• Am. J. Med. · Sep 2019

    Review

    Thrombotic Thrombocytopenic Purpura: Beyond Empiricism and Plasma Exchange.

    • Han-Mou Tsai.
    • Division of Hematology/Oncology, State University of New York Downstate Medical Center, Brooklyn. Electronic address: hmtsai@gmail.com.
    • Am.
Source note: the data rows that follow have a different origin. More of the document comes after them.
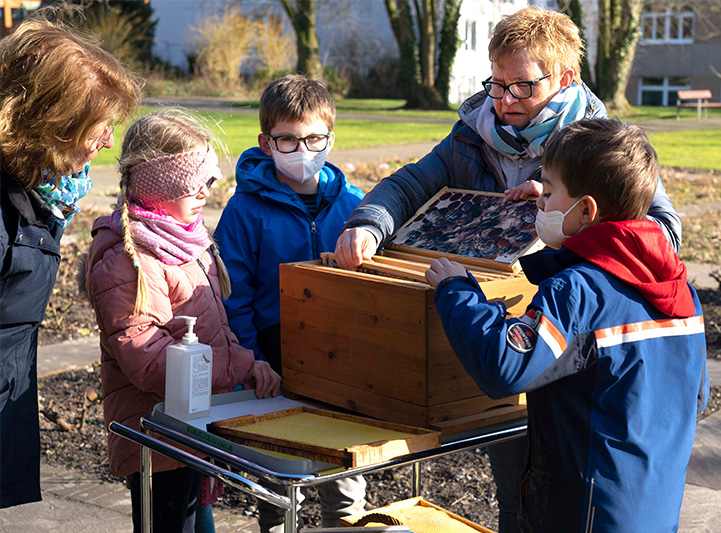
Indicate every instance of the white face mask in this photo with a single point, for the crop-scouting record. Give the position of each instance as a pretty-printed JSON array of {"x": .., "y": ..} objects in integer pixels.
[
  {"x": 299, "y": 166},
  {"x": 549, "y": 226}
]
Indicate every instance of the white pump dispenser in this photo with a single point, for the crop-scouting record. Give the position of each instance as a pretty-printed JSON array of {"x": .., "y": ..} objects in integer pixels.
[{"x": 188, "y": 376}]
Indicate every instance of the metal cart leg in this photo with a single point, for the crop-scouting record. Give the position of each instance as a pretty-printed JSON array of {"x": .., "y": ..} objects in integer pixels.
[
  {"x": 416, "y": 482},
  {"x": 146, "y": 489},
  {"x": 148, "y": 444}
]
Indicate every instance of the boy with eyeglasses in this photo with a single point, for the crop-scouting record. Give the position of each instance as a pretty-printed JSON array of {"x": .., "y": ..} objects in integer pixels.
[{"x": 289, "y": 205}]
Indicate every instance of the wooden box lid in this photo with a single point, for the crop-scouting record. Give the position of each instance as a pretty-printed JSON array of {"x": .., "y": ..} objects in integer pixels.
[
  {"x": 419, "y": 515},
  {"x": 328, "y": 436}
]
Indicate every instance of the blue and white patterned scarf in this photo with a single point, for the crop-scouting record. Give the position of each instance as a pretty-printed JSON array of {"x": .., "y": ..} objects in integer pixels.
[
  {"x": 62, "y": 197},
  {"x": 567, "y": 106}
]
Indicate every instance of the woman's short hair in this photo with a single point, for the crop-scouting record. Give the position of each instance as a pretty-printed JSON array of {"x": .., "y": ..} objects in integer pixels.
[
  {"x": 55, "y": 87},
  {"x": 550, "y": 36},
  {"x": 166, "y": 132},
  {"x": 608, "y": 160}
]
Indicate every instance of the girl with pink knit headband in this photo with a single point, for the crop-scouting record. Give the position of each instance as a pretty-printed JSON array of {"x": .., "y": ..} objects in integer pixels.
[{"x": 152, "y": 260}]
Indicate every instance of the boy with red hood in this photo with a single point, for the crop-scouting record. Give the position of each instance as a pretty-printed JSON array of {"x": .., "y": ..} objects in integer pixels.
[{"x": 611, "y": 351}]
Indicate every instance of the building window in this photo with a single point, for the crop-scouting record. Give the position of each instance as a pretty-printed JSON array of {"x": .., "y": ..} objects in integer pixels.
[
  {"x": 667, "y": 27},
  {"x": 661, "y": 91},
  {"x": 470, "y": 42}
]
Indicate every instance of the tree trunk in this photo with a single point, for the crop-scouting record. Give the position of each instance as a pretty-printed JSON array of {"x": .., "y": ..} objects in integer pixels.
[
  {"x": 302, "y": 17},
  {"x": 618, "y": 33}
]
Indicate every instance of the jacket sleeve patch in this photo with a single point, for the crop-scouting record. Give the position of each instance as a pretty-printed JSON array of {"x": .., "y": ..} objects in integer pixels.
[{"x": 522, "y": 335}]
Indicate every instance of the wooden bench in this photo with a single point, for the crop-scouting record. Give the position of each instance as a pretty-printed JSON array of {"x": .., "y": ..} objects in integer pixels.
[{"x": 698, "y": 99}]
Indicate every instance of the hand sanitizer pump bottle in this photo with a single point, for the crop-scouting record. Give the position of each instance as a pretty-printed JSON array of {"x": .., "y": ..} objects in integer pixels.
[{"x": 188, "y": 376}]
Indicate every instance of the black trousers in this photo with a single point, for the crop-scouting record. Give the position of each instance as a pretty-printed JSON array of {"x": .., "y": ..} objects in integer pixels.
[{"x": 175, "y": 497}]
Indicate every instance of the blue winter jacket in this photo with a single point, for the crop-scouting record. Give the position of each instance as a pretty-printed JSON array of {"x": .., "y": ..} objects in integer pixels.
[
  {"x": 460, "y": 161},
  {"x": 265, "y": 224},
  {"x": 29, "y": 260},
  {"x": 614, "y": 388}
]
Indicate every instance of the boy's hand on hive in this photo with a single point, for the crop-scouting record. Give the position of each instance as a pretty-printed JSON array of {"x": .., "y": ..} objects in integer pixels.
[
  {"x": 354, "y": 246},
  {"x": 441, "y": 269},
  {"x": 266, "y": 380},
  {"x": 527, "y": 190}
]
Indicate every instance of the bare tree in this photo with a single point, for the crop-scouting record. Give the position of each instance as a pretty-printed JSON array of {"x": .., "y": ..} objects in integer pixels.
[
  {"x": 618, "y": 33},
  {"x": 427, "y": 36},
  {"x": 302, "y": 17}
]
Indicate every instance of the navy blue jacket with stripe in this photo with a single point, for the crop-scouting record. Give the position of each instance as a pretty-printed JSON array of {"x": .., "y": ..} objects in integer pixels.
[{"x": 614, "y": 384}]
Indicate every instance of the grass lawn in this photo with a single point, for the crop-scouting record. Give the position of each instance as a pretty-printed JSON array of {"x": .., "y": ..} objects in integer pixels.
[{"x": 689, "y": 149}]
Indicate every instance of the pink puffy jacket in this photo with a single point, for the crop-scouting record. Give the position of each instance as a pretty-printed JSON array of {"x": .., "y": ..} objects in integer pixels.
[{"x": 133, "y": 347}]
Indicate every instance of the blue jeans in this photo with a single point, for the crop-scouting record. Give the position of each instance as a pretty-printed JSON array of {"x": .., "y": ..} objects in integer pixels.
[
  {"x": 204, "y": 522},
  {"x": 340, "y": 498},
  {"x": 508, "y": 464}
]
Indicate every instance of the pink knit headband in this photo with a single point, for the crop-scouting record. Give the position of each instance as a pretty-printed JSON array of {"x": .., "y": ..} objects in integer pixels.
[{"x": 170, "y": 177}]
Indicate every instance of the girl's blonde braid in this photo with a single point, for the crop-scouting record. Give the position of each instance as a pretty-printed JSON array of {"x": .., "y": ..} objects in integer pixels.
[
  {"x": 142, "y": 301},
  {"x": 222, "y": 272}
]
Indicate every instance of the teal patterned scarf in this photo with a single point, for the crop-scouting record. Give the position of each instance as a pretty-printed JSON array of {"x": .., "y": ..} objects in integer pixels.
[
  {"x": 567, "y": 106},
  {"x": 62, "y": 195}
]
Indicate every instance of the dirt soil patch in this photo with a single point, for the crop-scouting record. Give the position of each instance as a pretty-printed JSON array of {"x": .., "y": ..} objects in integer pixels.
[{"x": 73, "y": 435}]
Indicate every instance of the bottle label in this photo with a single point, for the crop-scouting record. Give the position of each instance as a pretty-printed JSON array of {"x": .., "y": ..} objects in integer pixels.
[{"x": 200, "y": 383}]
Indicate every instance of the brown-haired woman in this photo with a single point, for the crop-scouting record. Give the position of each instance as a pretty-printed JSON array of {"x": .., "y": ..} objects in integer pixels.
[
  {"x": 59, "y": 96},
  {"x": 151, "y": 261}
]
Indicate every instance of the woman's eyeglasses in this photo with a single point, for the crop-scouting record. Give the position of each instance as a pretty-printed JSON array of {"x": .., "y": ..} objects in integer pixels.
[
  {"x": 520, "y": 90},
  {"x": 104, "y": 139},
  {"x": 286, "y": 144}
]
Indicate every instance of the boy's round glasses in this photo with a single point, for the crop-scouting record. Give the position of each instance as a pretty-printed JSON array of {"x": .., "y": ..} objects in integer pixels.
[
  {"x": 520, "y": 90},
  {"x": 315, "y": 142},
  {"x": 104, "y": 139}
]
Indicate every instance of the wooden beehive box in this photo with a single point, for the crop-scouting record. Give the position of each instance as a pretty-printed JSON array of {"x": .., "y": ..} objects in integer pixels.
[{"x": 372, "y": 342}]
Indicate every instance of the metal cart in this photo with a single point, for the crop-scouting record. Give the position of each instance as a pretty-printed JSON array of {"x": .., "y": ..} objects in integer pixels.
[{"x": 293, "y": 474}]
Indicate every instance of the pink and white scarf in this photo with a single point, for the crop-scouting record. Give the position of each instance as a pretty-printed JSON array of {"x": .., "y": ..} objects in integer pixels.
[{"x": 171, "y": 242}]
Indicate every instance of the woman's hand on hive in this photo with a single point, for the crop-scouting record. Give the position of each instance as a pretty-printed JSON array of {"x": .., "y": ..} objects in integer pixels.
[
  {"x": 354, "y": 246},
  {"x": 441, "y": 269}
]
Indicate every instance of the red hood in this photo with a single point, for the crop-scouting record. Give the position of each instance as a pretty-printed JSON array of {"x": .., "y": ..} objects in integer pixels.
[{"x": 637, "y": 252}]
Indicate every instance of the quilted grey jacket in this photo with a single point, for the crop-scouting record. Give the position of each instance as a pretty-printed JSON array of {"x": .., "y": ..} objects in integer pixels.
[{"x": 463, "y": 160}]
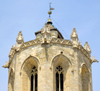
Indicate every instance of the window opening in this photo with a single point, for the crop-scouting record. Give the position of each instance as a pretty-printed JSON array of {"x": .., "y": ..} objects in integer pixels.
[
  {"x": 34, "y": 79},
  {"x": 59, "y": 78}
]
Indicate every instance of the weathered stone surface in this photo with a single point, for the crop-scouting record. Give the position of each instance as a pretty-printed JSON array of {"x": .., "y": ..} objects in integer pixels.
[{"x": 46, "y": 53}]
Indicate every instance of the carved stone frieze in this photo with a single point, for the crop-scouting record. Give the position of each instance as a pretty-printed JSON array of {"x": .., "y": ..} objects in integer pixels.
[
  {"x": 61, "y": 41},
  {"x": 40, "y": 41},
  {"x": 31, "y": 43}
]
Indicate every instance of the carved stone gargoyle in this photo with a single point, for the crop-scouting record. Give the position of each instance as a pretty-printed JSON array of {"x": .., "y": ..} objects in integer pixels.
[
  {"x": 94, "y": 60},
  {"x": 6, "y": 65}
]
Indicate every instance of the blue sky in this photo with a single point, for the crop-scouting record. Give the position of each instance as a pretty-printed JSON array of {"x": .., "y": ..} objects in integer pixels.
[{"x": 30, "y": 16}]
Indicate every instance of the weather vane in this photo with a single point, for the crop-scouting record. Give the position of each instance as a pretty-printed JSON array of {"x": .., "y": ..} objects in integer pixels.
[{"x": 50, "y": 8}]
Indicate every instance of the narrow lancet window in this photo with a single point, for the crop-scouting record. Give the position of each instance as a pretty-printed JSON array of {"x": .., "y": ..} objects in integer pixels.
[
  {"x": 34, "y": 79},
  {"x": 59, "y": 78}
]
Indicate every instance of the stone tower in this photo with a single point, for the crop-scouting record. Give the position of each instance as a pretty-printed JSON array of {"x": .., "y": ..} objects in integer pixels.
[{"x": 50, "y": 63}]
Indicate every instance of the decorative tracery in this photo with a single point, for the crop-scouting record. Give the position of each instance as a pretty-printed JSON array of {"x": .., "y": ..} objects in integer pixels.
[
  {"x": 59, "y": 78},
  {"x": 34, "y": 79}
]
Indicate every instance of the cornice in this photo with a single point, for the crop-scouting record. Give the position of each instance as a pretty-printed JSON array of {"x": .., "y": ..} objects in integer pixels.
[{"x": 40, "y": 41}]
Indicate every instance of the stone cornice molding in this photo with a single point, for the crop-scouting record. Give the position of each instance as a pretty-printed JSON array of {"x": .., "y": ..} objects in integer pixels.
[{"x": 39, "y": 41}]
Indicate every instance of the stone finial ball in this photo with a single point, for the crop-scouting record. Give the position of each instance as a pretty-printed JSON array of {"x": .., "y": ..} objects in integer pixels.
[{"x": 49, "y": 12}]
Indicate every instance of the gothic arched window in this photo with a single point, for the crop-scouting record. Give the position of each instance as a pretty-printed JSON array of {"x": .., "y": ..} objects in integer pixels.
[
  {"x": 59, "y": 78},
  {"x": 34, "y": 77}
]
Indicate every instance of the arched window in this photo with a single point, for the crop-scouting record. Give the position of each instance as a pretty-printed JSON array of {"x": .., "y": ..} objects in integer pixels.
[
  {"x": 85, "y": 78},
  {"x": 59, "y": 78},
  {"x": 34, "y": 77}
]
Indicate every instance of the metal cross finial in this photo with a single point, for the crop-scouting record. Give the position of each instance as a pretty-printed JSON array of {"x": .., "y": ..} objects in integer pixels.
[{"x": 50, "y": 12}]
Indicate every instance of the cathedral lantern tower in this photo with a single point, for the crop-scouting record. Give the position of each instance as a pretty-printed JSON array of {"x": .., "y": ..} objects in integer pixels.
[{"x": 50, "y": 62}]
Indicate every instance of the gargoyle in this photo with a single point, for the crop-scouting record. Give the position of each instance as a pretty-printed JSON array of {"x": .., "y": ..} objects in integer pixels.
[{"x": 94, "y": 60}]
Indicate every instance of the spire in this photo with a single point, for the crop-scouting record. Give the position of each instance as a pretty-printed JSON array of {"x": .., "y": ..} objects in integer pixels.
[
  {"x": 20, "y": 39},
  {"x": 50, "y": 12}
]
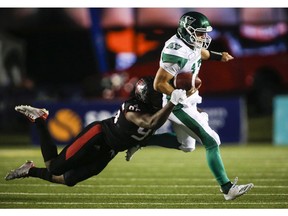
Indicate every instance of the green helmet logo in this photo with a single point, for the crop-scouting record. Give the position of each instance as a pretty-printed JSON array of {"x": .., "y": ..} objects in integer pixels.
[{"x": 193, "y": 28}]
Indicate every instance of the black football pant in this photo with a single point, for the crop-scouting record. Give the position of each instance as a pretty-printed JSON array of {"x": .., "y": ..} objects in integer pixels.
[{"x": 85, "y": 157}]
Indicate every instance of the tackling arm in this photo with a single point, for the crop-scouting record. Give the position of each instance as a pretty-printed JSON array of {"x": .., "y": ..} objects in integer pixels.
[{"x": 156, "y": 120}]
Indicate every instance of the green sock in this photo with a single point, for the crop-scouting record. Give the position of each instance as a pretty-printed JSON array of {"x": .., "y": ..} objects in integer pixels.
[{"x": 216, "y": 165}]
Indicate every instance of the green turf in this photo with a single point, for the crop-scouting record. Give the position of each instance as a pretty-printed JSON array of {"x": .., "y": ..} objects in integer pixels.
[{"x": 156, "y": 178}]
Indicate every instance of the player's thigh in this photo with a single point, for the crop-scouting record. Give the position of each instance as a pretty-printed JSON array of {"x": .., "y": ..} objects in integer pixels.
[{"x": 94, "y": 167}]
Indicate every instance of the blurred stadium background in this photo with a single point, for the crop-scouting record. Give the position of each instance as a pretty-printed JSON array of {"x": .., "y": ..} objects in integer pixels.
[
  {"x": 67, "y": 57},
  {"x": 80, "y": 63}
]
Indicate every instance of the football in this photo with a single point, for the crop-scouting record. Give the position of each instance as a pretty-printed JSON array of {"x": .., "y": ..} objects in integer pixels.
[{"x": 184, "y": 81}]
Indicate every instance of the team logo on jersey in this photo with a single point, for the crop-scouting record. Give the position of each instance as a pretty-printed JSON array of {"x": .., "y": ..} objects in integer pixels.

J. Med. 2019 Sep 1; 132 (9): 1032-1037.

    AbstractFor many years after its first description in 1924, thrombotic thrombocytopenic purpura was an intriguing puzzle for clinicians and researchers, not only for its unique pathology, perplexing changes in von Willebrand factor multimers, and high rate of rapid fatality but also for its dramatic response to plasma infusion or exchange. The discovery of ADAMTS13 (a disintegrin and metalloprotease with thrombospondin type 1 repeats member-13) and its deficiency in patients with thrombotic thrombocytopenic purpura, due to inhibitory autoantibodies or genetic mutations, provides a mechanistic scheme for understanding its pathogenesis. This new knowledge quickly led to the use of rituximab to promote its remission and prevent recurrence. Recombinant ADAMTS13 is also under development to replace plasma infusion as the therapy for hereditary thrombotic thrombocytopenic purpura. Recently, caplacizumab, a bivalent nanobody targeting the glycoprotein 1b binding epitope of von Willebrand factor A1 domain, was approved as an addition to the current regimen of plasma exchange and immunomodulation for adult patients of acquired thrombotic thrombocytopenic purpura. This review discusses how the new treatment may improve patient outcomes and its potential pitfalls.Copyright © 2019 Elsevier Inc. All rights reserved.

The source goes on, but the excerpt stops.